В Киеве существовали притоны и “малины”, которые посещались руководящими работниками НКВД. Слышал, что такие “малины” есть на Подвальной и по Житомирской, к которым был близок Письменный. Письменный был наиболее развращен, имел большое количество женщин в самых разнообразных слоях, и Балицкий на этой почве был наиболее всего тесно связан с Письменным. Характерно, что Оперативный отдел поддерживал логово Аренштейн, прозванной “бабушкой русской проституции”. Аренштейн – близкая родственница расстрелянного троцкиста Ахматова (речь об уже упоминавшемся Л. С. Ахматове – бывшем начальнике отдела трудовых колоний НКВД УССР. –
Рассказал Рубинштейн и о том, что «Балицкий широко культивировал подхалимство, любил изображать из себя вождя, неоднократно заявляя, что он не столько чекист, сколько руководящая партийная фигура». На восстановление и оснащение особняка Балицкого ушло около миллиона рублей, а его содержание в месяц доходило до 35 000 рублей. Когда Балицкий взял себе ребенка, то на оборудование детской комнаты было израсходовано около 35 тысяч рублей, в саду высажено 8 500 роз.
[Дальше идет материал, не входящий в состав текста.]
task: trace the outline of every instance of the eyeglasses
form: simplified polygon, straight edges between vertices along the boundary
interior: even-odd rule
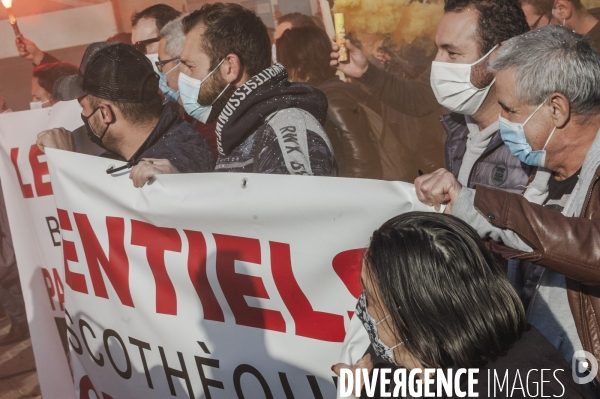
[[[175,57],[175,58],[170,58],[168,60],[164,60],[164,61],[155,61],[154,64],[156,65],[156,68],[158,68],[159,71],[163,72],[163,67],[165,65],[167,65],[169,62],[173,62],[173,61],[177,61],[179,60],[179,57]]]
[[[135,47],[135,49],[139,52],[141,52],[142,54],[146,54],[147,50],[146,50],[146,46],[152,43],[156,43],[157,41],[159,41],[160,39],[158,37],[152,38],[152,39],[146,39],[146,40],[140,40],[139,42],[135,42],[133,44],[133,47]]]

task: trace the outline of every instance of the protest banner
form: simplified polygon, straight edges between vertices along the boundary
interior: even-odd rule
[[[44,398],[74,398],[66,353],[61,236],[38,133],[82,124],[77,101],[0,115],[0,179]]]
[[[420,204],[359,179],[159,175],[47,150],[77,397],[333,398],[374,229]],[[94,392],[93,394],[91,392]]]

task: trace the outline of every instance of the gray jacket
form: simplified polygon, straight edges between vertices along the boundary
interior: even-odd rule
[[[448,134],[446,140],[446,169],[458,178],[462,160],[467,151],[469,128],[464,115],[442,115],[442,126]],[[477,184],[521,193],[527,185],[532,167],[519,161],[508,149],[500,131],[492,136],[487,148],[473,165],[469,175],[469,188]]]

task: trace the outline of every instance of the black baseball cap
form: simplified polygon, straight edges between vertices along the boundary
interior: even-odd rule
[[[142,103],[158,94],[158,75],[152,63],[133,46],[92,43],[86,49],[79,73],[54,83],[54,98],[71,101],[91,94],[122,103]]]

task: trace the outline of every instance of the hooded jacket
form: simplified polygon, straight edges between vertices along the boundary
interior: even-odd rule
[[[325,95],[276,64],[231,96],[217,118],[216,172],[336,176]]]

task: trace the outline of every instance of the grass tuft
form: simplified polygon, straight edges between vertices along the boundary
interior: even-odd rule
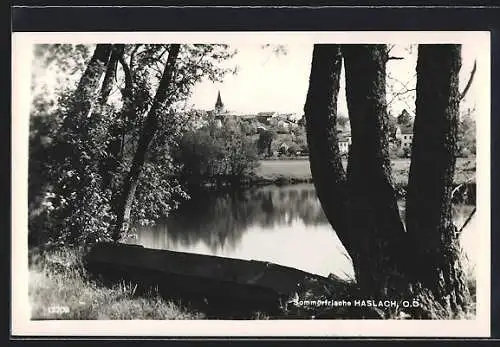
[[[167,301],[157,293],[136,296],[128,283],[107,288],[90,280],[77,250],[58,249],[30,254],[29,300],[31,318],[93,319],[202,319],[204,315]],[[63,308],[54,312],[54,307]]]

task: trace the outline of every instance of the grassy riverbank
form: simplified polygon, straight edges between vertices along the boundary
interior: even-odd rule
[[[46,252],[30,252],[29,303],[34,320],[170,320],[206,319],[203,312],[183,307],[165,300],[156,293],[136,295],[135,287],[121,283],[112,288],[89,278],[81,262],[82,254],[68,249]],[[473,294],[473,307],[466,317],[475,315],[475,281],[468,281]],[[332,295],[347,300],[356,299],[352,284],[332,278],[323,282],[311,281],[302,288],[302,300],[331,299]],[[64,308],[66,313],[51,313],[53,308]],[[286,304],[276,317],[254,312],[246,319],[352,319],[381,318],[381,312],[367,307],[297,307]],[[400,317],[393,312],[392,318]],[[241,317],[240,317],[241,318]],[[436,317],[440,318],[440,317]]]
[[[344,161],[344,168],[347,162]],[[410,170],[409,159],[393,159],[392,174],[396,185],[406,185]],[[461,184],[470,180],[475,182],[476,159],[458,158],[455,170],[455,183]],[[312,182],[309,160],[261,160],[256,173],[256,181],[260,183],[300,183]]]
[[[130,284],[102,286],[88,277],[81,259],[81,253],[68,249],[31,252],[28,293],[32,319],[204,318],[202,313],[180,307],[155,293],[138,297]],[[67,312],[51,312],[56,307]]]

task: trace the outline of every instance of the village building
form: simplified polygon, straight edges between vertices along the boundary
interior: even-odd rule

Для Л. А. Балицкой по всей Украине напрасно искали ишака, поэтому за 5 000 рублей купили в Полтаве пони. В парке киевского особняка Балицкого был устроен зоологический сад, в доме создана оранжерея. Сам нарком и его жена «весьма тяготели к приобретению драгоценных вещей». Через начальника Административно-хозяйственного Управления НКВД УССР С. М. Циклиса для семьи покупались дорогие картины (по 5 000 рублей) и скульптуры. Л. А. Балицкая вместе с закрепленным сотрудником Оперативного отдела УГБ НКВД УССР лейтенантом госбезопасности А. И. Мазуренко ходила по антикварным магазинам и покупала дорогие вещи, за которые расплачивался С. М. Циклис. Сам Мазуренко, пользуясь поддержкой жены наркома, «был очень нахален и держал себя с сотрудниками вызывающе». Ходили даже слухи, что через Оперативный отдел Балицкая доставала какие-то вещи из музеев [1137].
О том, каким образом старший лейтенант госбезопасности Ю. Н. Толкачев (которого вызвали из Одессы проводить следствие по делам арестованных чекистов) и особоуполномоченный НКВД В. М. Блюман добыли эти свидетельства, рассказал со временем секретарь 1-го отдела УГБ НКВД УССР младший лейтенант госбезопасности Иосиф Генрихович Гудзь. Он попал за решетку 27 июня 1937 г. и сидел с Рубинштейном в одной камере: «Наум Львович имел вид умалишенного, без какого-либо человеческого сознания и соображения, испугавшись вида этого человека, я начал просить коменданта не оставлять меня с ним, но меня с силой втолкнули и дверь захлопнулась. Я стоял у дверей, боясь двинуться с места, на мои вопросы, узнает ли он меня, Рубинштейн ответил мычанием. Через некоторое время я почувствовал ужасную вонь и тут же я выявил, что Рубинштейн потерял всякие человеческие устои, оправляясь в белье и одежде. Я потащил его в уборную, вымыл его, переодел в чистое белье и одежду и начал возвращать его к жизни. Через несколько дней мне удалось вернуть ему некоторое сознание, и он рассказал мне, что его в течение продолжительного времени пытали и избивали, заставляя признаться в шпионской деятельности, довели его до невменяемого состояния, и он подписал все, что требовали от него. Рубинштейн в течение дня и ночи не отходил от дверей камеры, вызывая коменданта, чтобы его вывели и расстреляли»[1138].